Chappie

C
 
two and a half stars.png

A droid is taught alarmingly bad manners in Neill Blomkamp’s sickening dystopian thriller.

Metal fatigue: Sharlto Copley and Yo-Landi Visser

Metal fatigue: Sharlto Copley and Yo-Landi Visser

It’s unfortunate for Neill Blomkamp, the Oscar-nominated writer-director of District 9 and Elysium, that his Chappie arrives so swiftly on the coattails of Ex-Machina and Big Hero 6. In spite of its cuddly (ironic?) title, Chappie is like the ugly stepsister of the former films about sentient robots. Whereas Alex Garland’s Ex Machina was an intelligent and sexy take on AI, and Disney’s Big Hero 6 a funny and affecting cartoon about a robotic healthcare companion-turned-superhero, Chappie is the story of a revamped police droid in a pernicious Johannesburg of the future. Starting out with the innocence and timidity of a child (who befriends a blonde-tressed Barbie doll) – ‘Chappie’ is soon corrupted by South African thugs with alarmingly bad manners.

Blomkamp starts his film abruptly, threading three story strands around the fate of a droid who has had human cognizance downloaded onto his hard drive by super-nerd Deon Wilson (Dev Patel). Patel wants to teach Chappie to paint and write poetry, the thugs want to turn him into a killing machine, while Hugh Jackman’s amoral and egomaniacal designer wants him eradicated so as to make way for his own robotic model.

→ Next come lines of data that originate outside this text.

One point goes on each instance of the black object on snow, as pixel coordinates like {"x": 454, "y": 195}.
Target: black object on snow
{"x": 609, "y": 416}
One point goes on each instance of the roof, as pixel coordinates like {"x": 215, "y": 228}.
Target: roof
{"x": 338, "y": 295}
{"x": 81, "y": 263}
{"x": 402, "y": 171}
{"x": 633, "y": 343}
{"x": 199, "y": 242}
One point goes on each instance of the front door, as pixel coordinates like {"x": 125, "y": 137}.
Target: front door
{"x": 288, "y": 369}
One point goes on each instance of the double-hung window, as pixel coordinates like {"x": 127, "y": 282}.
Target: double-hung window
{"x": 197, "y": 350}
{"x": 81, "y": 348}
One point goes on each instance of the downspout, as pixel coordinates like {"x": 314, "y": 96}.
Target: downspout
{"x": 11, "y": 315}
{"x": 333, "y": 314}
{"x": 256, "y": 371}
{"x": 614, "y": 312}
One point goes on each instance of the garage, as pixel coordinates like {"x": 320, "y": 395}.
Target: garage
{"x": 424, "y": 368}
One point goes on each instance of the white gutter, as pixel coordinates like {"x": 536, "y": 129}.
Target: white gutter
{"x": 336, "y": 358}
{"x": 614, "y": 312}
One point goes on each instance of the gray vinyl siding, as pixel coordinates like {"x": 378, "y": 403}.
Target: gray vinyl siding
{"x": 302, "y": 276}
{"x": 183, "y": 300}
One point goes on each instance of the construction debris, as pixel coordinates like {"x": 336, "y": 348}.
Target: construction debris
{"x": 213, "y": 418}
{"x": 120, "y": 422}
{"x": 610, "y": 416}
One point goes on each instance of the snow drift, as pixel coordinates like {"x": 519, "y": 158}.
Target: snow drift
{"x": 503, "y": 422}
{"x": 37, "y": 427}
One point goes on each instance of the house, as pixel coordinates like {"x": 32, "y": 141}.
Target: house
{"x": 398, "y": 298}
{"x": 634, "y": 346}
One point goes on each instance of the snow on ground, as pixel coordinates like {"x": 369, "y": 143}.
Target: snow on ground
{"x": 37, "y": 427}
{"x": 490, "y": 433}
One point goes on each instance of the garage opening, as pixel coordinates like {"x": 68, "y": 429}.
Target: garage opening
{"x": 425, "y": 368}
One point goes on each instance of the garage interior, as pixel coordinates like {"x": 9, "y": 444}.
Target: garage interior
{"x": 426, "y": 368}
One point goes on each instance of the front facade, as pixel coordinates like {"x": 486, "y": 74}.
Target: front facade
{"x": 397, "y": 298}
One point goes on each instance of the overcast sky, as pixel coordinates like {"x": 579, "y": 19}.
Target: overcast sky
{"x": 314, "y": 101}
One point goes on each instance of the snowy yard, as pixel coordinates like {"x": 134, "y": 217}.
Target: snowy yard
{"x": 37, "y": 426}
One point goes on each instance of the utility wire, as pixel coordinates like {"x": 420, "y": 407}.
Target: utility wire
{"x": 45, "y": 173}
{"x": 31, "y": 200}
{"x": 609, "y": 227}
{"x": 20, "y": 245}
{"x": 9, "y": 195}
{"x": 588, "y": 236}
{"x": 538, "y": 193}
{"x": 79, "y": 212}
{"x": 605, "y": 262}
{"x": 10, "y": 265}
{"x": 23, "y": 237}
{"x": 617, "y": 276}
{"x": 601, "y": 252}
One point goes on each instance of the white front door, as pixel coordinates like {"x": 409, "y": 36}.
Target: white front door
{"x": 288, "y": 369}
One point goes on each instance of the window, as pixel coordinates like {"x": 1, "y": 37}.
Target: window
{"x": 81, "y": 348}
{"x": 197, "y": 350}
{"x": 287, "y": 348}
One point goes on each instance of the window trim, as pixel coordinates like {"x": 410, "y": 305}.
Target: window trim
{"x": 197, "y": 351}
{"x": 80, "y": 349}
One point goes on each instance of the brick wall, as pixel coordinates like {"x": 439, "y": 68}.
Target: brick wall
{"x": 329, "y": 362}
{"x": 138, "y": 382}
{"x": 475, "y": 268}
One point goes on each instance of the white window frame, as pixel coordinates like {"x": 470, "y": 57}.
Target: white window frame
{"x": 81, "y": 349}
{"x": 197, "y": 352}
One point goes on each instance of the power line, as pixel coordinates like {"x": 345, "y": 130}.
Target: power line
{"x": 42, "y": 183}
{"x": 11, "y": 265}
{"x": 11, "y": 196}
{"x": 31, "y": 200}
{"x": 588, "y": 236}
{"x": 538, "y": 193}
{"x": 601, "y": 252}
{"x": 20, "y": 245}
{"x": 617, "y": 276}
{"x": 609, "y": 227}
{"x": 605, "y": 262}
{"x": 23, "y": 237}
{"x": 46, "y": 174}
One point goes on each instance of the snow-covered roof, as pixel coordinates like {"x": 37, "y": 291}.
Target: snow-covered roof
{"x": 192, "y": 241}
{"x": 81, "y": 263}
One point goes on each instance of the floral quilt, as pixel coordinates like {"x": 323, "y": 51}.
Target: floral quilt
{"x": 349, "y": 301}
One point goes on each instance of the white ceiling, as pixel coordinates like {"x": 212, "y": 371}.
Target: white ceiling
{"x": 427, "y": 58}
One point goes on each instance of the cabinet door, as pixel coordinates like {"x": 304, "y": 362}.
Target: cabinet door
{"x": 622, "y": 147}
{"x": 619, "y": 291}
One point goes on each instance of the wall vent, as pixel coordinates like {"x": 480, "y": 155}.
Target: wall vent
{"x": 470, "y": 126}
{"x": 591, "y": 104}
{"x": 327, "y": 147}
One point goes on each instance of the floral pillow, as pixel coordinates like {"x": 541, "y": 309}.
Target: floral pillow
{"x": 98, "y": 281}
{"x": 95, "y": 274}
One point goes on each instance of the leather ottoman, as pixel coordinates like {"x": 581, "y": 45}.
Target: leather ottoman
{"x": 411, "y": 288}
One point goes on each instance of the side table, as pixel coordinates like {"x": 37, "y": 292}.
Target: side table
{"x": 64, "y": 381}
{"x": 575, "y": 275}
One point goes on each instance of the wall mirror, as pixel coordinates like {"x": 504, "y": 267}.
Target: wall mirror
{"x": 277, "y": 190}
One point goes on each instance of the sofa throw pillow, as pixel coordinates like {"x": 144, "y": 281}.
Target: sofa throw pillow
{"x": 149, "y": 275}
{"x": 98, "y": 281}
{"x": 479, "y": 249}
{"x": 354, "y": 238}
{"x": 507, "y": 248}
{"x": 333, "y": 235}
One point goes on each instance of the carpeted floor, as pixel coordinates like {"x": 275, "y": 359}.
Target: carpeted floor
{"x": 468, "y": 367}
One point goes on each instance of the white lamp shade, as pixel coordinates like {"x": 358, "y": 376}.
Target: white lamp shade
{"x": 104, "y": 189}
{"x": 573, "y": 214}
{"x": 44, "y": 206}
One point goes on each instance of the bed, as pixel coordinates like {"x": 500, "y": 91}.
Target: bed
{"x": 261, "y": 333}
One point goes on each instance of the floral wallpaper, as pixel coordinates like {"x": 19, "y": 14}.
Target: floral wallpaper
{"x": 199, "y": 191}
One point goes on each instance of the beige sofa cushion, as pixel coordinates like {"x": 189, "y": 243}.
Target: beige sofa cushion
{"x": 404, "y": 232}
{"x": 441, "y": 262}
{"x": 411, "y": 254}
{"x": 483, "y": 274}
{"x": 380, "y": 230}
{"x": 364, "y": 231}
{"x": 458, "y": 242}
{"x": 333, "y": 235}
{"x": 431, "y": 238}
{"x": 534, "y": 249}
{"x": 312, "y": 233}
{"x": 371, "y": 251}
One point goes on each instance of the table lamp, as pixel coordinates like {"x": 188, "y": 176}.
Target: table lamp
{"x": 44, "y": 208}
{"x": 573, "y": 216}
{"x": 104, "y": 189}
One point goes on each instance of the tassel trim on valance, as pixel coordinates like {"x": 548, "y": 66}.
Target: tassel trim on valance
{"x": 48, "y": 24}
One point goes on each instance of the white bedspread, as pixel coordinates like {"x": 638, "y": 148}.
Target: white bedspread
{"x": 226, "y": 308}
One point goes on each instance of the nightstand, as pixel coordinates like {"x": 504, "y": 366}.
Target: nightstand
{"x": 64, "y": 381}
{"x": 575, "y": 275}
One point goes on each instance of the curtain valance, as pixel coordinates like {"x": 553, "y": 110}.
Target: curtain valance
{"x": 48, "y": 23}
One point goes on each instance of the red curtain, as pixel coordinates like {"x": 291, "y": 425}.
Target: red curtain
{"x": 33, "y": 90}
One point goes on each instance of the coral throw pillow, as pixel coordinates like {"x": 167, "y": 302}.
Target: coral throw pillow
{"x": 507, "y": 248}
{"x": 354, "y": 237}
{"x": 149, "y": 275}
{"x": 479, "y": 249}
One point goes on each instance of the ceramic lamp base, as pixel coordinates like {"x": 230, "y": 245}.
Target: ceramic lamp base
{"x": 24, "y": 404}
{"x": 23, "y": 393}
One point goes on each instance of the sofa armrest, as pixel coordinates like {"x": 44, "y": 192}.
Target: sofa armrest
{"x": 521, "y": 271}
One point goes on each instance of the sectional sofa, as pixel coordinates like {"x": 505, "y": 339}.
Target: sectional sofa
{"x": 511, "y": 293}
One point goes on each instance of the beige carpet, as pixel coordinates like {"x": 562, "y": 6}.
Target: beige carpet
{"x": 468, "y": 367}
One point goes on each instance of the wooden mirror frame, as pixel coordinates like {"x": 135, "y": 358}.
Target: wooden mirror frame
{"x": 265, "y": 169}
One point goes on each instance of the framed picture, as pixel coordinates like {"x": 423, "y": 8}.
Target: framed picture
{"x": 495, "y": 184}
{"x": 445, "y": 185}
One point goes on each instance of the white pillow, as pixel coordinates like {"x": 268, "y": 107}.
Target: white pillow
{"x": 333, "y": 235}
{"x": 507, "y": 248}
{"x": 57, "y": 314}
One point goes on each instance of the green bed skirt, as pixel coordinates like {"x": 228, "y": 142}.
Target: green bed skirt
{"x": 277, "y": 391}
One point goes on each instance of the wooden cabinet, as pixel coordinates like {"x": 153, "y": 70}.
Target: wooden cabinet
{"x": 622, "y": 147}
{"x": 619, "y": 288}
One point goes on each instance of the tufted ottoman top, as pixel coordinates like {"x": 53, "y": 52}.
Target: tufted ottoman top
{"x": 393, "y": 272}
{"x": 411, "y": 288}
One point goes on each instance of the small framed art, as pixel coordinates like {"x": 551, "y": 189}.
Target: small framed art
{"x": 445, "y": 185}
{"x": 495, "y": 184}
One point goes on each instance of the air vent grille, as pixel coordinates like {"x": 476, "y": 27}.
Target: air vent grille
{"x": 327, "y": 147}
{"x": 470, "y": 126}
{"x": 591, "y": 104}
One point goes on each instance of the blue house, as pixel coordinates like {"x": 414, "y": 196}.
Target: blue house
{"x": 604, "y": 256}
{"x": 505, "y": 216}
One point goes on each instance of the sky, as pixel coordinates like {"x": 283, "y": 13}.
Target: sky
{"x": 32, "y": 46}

It’s an unpleasant business and Chappie is a decidedly misleading choice of title. With its constant foul language and bloodthirsty imagery (one character is, literally, ripped in half), the film is a sickeningly bleak look at humanity. It would seem to suggest that all robots are good, all humans are bad, and that human consciousness is best preserved in mechanical substitutes for ourselves. And its ‘science’ is as ludicrous as that propagated in the 2014 Johnny Depp release Transcendence. Or maybe it’s just a metaphor for the easiness of radicalizing an innocent.

JAMES CAMERON-WILSON

Cast
: Sharlto Copley, Dev Patel, Ninja, Yo-Landi Visser, Jose Pablo Cantillo, Sigourney Weaver, Hugh Jackman.

Dir Neill Blomkamp, Pro Neill Blomkamp and Simon Kinberg, Screenplay Neill Blomkamp and Terri Tatchell, Ph Trent Opaloch, Pro Des Jules Cook, Ed Julian Clarke and Mark Goldblatt, Music Hans Zimmer, Costumes Diana Cilliers.

MRC/LStar Capital/Kinberg Genre-Sony Pictures
120 mins. South Africa/USA. 2015. Rel: 6 March 2015. Cert. 15.